Open Bug 1453810 Opened 6 years ago Updated 2 years ago

Some articles at audiotorrentz.org offer Reader Mode (and the "Simplify Page" checkbox), while others do not

Categories

(Toolkit :: Reader Mode, defect, P3)

defect

Tracking

()

People

(Reporter: alex_mayorga, Unassigned)

References

Details

(Keywords: nightly-community, Whiteboard: [reader-mode-readability-algorithm])

¡Hola!

Filing this bug on behalf of the SuMo user at https://support.mozilla.org/questions/1213327

The "Simplify Page" check box is greyed out for this page:

https://audiotorrentz.org/2017/09/11/refx-nexus-2-pack-vsti-presets-expansiones-torrent/

Kindly look into this issue.

¡Gracias!
Alex
¡Hola!

Further clarifying this is while doing a "Print Preview" of the mentioned URL.

¡Gracias!
Alex
Hmm, I'm seeing this grayed out even when print-previewing simple pages like:
 http://www.example.org/
 about:blank
 data:text/plain,abc

I have yet to find a page where it's *not* grayed out.  And, using example.org as my testcase, it seems to be grayed out as far back as 2016-07-12 when this feature was first enabled in Nightly (via bug 1285607).

mconley / jaws, do you know what's going on here?  Are you seeing behavior that's better than what I'm seeing? (checkbox universally disabled all the way back to the day this was first enabled)?
Depends on: 1285607
Flags: needinfo?(mconley)
The Simplify Page feature uses Readability.js / Reader Mode stuff under the hood to do the simplification. If the checkbox is greyed out, this means that Readability.js failed to extract an article from the page that could potentially be put into Reader Mode (or Simplify Page).

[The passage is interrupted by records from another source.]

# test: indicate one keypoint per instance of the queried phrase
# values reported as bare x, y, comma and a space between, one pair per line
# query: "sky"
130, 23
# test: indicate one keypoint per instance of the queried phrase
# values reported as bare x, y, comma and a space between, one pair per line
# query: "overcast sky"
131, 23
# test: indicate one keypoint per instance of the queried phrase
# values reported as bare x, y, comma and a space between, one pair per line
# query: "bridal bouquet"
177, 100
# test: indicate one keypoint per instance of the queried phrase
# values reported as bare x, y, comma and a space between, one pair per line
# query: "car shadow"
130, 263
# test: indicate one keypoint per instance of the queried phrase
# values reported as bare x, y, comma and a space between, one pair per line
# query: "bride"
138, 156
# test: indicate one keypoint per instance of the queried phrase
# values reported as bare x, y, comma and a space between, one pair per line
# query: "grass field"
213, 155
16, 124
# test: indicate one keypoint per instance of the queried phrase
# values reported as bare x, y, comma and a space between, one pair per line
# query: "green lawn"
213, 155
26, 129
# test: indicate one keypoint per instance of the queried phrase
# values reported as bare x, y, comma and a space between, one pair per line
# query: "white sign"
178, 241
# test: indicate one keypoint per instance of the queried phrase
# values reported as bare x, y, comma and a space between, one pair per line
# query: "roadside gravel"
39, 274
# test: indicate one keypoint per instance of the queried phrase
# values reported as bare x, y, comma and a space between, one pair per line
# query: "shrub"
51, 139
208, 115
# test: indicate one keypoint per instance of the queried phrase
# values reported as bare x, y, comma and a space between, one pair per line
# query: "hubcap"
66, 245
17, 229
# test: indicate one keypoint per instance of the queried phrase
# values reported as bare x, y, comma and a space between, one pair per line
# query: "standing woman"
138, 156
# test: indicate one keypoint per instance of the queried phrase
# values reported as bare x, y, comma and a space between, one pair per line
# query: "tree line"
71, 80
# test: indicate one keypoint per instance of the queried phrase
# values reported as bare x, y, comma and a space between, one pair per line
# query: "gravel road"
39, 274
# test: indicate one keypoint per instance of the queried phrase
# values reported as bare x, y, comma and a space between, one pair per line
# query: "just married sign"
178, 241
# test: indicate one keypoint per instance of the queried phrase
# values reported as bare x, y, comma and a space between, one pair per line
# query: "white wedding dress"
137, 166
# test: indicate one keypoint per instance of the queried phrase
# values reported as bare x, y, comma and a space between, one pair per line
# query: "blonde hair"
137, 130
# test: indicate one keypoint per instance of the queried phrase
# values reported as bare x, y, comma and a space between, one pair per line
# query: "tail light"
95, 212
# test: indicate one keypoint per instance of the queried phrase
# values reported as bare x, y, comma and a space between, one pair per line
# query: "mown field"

There are certain cases that Readability.js just doesn't handle too well these days. example.org is one, it seems. The mostly empty document with just "abc" in it is another. I think Readability.js is mostly looking for things like <article>, <section>, and other HTML element cues for it to extract the relevant text.

Anyhow, does that help explain what's happening here?
Flags: needinfo?(mconley) → needinfo?(alex_mayorga)
Ah right -- it's non-obvious, but "simplify page" is based on whether or not we think we can offer a "reader view" for the page.

And from the SuMo report, here's one page that does offer Reader View (and simplify page in print-preview as a result):
https://audiotorrentz.org/2017/09/07/rob-papen-predator-2-vsti-aax-x86-x64/
...but here's another that does *not* offer reader view (or simplify page):
https://audiotorrentz.org/2017/09/11/refx-nexus-2-pack-vsti-presets-expansiones-torrent/

So I think this bug is basically asking the question: why does one of those pages get reader view [and the benefits that come with it] whereas the other does not?  --> Transferring needinfo to jaws who IIRC was involved with reader mode.

(The reporter on SuMo seems to have the impression that this regressed recently, but I don't think it actually did -- my guess is that the reporter only just stumbled on a page that has trouble, and/or maybe this particular site just changed something in its markup in a way that trips up our Reader-Mode heuristics for some of its pages.)
(In reply to Daniel Holbert [:dholbert] (away 4/24 - 5/11) from comment #4)
> --> Transferring needinfo to jaws who IIRC was involved with reader mode.

(Er, I forgot to set needinfo, but I probably won't after all)

So I think this is basically a "Readability.js can't handle every article in the world" bug (and it can't handle all articles on the same site in some cases).  I'm not sure how actively Readability.js is being worked on at this moment, but to the extent that there's something to be done here, the task would be to investigate why Readability.js likes one of the links from comment 4 but not the other.

(Also: I think we should consider hiding this UI rather than graying it out, for pages that Readability.js doens't support. I made a note of that in Bug 1440643 comment 3, and I think that'd kinda help here as well.)
Component: Print Preview → Reader Mode
OS: Windows 10 → All
Product: Core → Toolkit
Hardware: x86 → All
Summary: The "Simplify Page" check box is greyed out → Some articles at audiotorrentz.org offer Reader Mode (and the "Simplify Page" checkbox), while others do not
Version: 59 Branch → Trunk
Priority: -- → P3
Whiteboard: [reader-mode-readability-algorithm]
¡Hola Mike!

I don't think I am in a position to answer this n? so I{ll just clear it out for now.

You might want to n? somebody more knowledgeable on this.

I'm sorry =(

¡Gracias!
Alex
Flags: needinfo?(alex_mayorga)
Severity: normal → S3
You need to log in before you can comment on or make changes to this bug.